Rule #1 of rigging an election: make sure the cameras aren't rolling.

An election official at a polling booth in Russia over the weekend ignored that rule when she appeared to take a handful of ballot papers and stuff them into a ballot box.

President Vladimir Putin was voted back to power with 54 per cent of the vote, but CCTV footage of the alleged corruption could overshadow the result.

In the footage, one woman sitting behind a desk shuffles papers before pulling a stack of ballot forms from the bottom and casually walking towards the box.


Another woman stands watch as she stuffs them inside the box then returns to her seat.

The Central Election Commission has launched an official investigation in to the incident.

It's not the first time Putin's faithful have been accused of doing the wrong thing. During the 2012 elections, which his United Russia party won by a landslide, corruption allegations were an ongoing talking point.

A Guardian reporter following the election wrote at the time: "Two women hover over a ballot box in the industrial Russian city of Cherepovets, stuffing in ballot after ballot.

"On the streets of Moscow, an independent election monitor armed with an iPhone trails a van full of 'carousel' voters - people bussed from polling site to polling site in order to cast multiple votes for Vladimir Putin.

"Putin quickly claimed victory, waiting until just over 20 per cent of votes were counted, but his opponents just as quickly cried foul, armed with reels of evidence of alleged fraud.
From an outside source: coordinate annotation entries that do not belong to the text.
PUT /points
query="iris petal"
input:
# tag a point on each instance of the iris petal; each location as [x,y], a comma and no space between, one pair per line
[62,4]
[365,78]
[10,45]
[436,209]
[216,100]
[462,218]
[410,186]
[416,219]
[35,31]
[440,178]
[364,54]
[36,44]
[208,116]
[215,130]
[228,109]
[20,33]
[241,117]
They uploaded them by the thousands to their Twitter accounts and LiveJournal blogs, helping the indignation go viral."

Foul play was at work earlier in the election when Mikhail Kasyanov, the leader of the PARNAS opposition party, was secretly filmed sharing a bed with a female associate.

Last year, Boris Nemtsov, a vocal critic of Putin's authoritarian style, was murdered close to the Kremlin. He was shot in the back several times while crossing the Bolshoy Moskvorestsky Bridge in Moscow.

A journalist said Nemtsov was preparing a report critical of the government when he was shot and killed.

Putin's power is undisputed, but it could grow further. The Telegraph reports he could soon have the backing of a newly-formed KGB.

According to the report, Russia is planning a shake-up of existing security forces. It would see the State Security Ministry, the Federal Security Service and the State Guard Service combine to assume a position previously held by the feared secret police service.

Putin joined the KGB in 1975 and worked undercover in the late 1980s.

Vote counting is continuing in Russia but preliminary results suggest the United Russia party will hold 343 out of 450 seats on offer, a jump of 109 seats on the last election.